OPINION AIDE MÉDICALE À MOURIR

Testons la validité de la loi fédérale

Je vous supplie, monsieur le ministre Barrette, de compatir avec ces personnes qui se tordent de douleur et dont le droit est impunément bafoué

Monsieur le ministre de la Santé Gaétan Barrette,

Au nom d’Hélène L., de Gisèle Pérusse Soyez, de Louise Laplante et de toutes les autres personnes, percluses de douleur, qui doivent se laisser mourir de faim et de soif, je viens vous supplier de faire une référence à la Cour d’appel du Québec pour tester la validité de la loi fédérale sur l’aide médicale à mourir afin que les personnes qui, comme elles, sont atteintes de maladies graves et irrémédiables, et qui souffrent de façon intolérable, mais dont la mort n’est pas immédiatement prévisible, puissent avoir recours à l’aide médicale à mourir.

Je vous adresse cette demande pressante parce que je sais que vous êtes convaincu que cette situation est « cruelle et inhumaine », que la loi fédérale « ne répond pas entièrement à l’arrêt Carter », et surtout parce que je suis convaincu que, comme homme public, il est de notre devoir moral d’intervenir, quand on en a les moyens, pour protéger les personnes dont la souffrance est intolérable, « râlantes, recroquevillées, qui courent après leur souffle… comme un chien écrasé ».

Si c’est ça, une société civilisée inclusive qui doit protéger la dignité des plus vulnérables…

Ce qu’il y a de révoltant, et de proprement inhumain, c’est que depuis l’arrêt Carter, la Cour suprême a autorisé les patients qui souffrent de cette façon à bénéficier de l’aide médicale à mourir en obtenant une autorisation judiciaire, de la même manière que celles qui étaient en fin de vie. Il y a eu au moins quatre autorisations judiciaires à cet effet : en Ontario, au Manitoba, en Colombie-Britannique et en Alberta (Cour d’appel unanime).

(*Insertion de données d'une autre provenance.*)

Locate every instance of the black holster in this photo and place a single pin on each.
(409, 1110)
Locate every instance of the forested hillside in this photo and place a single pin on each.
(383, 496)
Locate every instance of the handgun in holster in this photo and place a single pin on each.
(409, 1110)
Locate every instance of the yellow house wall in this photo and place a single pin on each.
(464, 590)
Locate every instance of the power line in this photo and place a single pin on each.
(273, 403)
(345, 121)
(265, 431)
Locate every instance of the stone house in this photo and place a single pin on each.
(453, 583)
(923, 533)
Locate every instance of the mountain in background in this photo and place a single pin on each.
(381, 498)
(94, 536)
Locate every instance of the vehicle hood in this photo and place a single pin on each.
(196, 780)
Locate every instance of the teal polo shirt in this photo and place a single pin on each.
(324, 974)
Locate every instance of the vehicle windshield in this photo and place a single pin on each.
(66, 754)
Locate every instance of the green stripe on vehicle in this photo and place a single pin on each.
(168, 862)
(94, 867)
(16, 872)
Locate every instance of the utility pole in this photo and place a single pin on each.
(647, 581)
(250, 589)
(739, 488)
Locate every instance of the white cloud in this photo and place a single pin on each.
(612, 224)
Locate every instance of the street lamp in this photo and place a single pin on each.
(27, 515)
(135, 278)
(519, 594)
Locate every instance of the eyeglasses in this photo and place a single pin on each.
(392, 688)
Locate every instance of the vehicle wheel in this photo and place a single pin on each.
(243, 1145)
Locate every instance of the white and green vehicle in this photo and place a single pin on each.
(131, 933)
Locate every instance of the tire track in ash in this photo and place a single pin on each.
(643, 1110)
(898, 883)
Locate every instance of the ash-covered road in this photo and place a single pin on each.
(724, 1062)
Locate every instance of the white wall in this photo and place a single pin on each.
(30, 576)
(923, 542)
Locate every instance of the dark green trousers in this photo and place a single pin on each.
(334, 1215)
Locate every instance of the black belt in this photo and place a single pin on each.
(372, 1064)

Le Parlement fédéral a annulé ce droit le 17 juin dernier, bien qu’au Sénat, on ait cherché à obtenir du gouvernement de demander directement à la Cour suprême si cette décision était constitutionnelle ; le gouvernement a refusé. Dans un pays comme le Canada, on ne doit pas approcher la vie et la mort des gens dans l’à peu près légal. Dans des cas aussi sérieux que ceux-là, il faut être clair et aussi, disons-le, rester humain. Il y a des personnes qui souffrent le martyre et dont c’est le droit de décider de leur fin de vie.

Vous avez le pouvoir, comme ministre et comme gouvernement, d’intervenir ; vous vous devez, comme médecin, en votre âme et conscience, de faire un geste courageux pour mettre fin à cette situation révoltante.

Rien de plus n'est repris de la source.